In the end, an absence is an absence, whether it’s because a student is sick, uninterested in school, or suspended, district leaders and advocates said at a forum at the Brookings Institution on expanded accountability under the Every Student Succeeds Act.

“We can’t address chronic absenteeism if we’re having, as the numbers now indicate, a greater disparity growing in terms of young people of color being suspended or expelled,” said Broderick Johnson, chair of the My Brother’s Keeper Alliance at the Obama Foundation.

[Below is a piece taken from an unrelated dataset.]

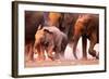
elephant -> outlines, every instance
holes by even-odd
[[[45,26],[35,35],[34,48],[38,49],[38,54],[44,56],[44,50],[47,51],[48,57],[52,61],[64,56],[64,50],[68,44],[68,37],[56,26]],[[39,49],[38,45],[41,45]],[[41,52],[40,52],[41,51]],[[55,52],[55,55],[52,55]]]
[[[44,12],[25,11],[25,58],[26,61],[34,60],[34,41],[35,32],[40,25],[44,25]]]
[[[99,55],[94,50],[96,43],[99,43],[99,15],[98,14],[80,14],[74,26],[73,31],[73,54],[75,58],[76,56],[76,45],[80,37],[82,37],[82,45],[83,45],[83,58],[87,58],[86,48],[87,48],[87,39],[89,40],[89,49],[88,53],[99,58]]]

Former president Barack Obama started My Brother’s Keeper, a task force focused on improving educational outcomes for boys of color, in 2014.

Numbers from the just-released Civil Rights Data Collection showed that black students are more likely to be arrested at school than their peers, a gap that seems to be widening; racial disparities in other discipline measures persisted from previous years even as districts across the country reduce suspensions and expulsions.

Education Secretary Betsy DeVos has held several “listening sessions” as she considers removing a 2014 guidance document that urged schools to limit exclusionary discipline, like suspensions and expulsions, and reminded district leaders that disparate discipline outcomes based on race could be a violation of federal law.

Conservatives and others opposed to the guidance have said it has made schools less safe by forcing educators to keep disruptive students in class, and the Trump administration has put a particular emphasis on rolling back federal guidance they see as an inappropriate intrusion into local affairs.

DeVos has not laid out a timeline for any decision on the guidance.

“Let’s not be illogical about this, I would say to some folks who hopefully are listening,” Johnson added.

Thirty-six states and the District of Columbia are including measures of chronic absenteeism — often defined as missing 10 percent or more of school days a year — in new school ratings under ESSA.

Sandra Diodonet, assistant superintendent in Paterson, New Jersey, who oversaw that district’s work on chronic absenteeism, said the focus on attendance has led some principals to reconsider harsh disciplinary consequences, given the impact of suspending a student on their schools’ absenteeism figures.

Focusing on both chronic absenteeism and disparate discipline is part of a wider refocusing on social-emotional needs that often underpin academic deficiencies, said Scott Brabrand, superintendent in Fairfax County, Virginia.

“I think you’re seeing a school district recognition [that] we have to move away from a legal approach to a social-emotional approach,” he said.

The forum coincided with the release of new research by the Hamilton Project at Brookings with a six-point framework for states using chronic absenteeism in school ratings, including making sure goals are within reach and maintaining active oversight to prevent gaming of figures.

The George W. Bush Institute co-sponsored the event and highlighted its “The ‘A’ Word” series examining how school accountability became such a polarizing subject.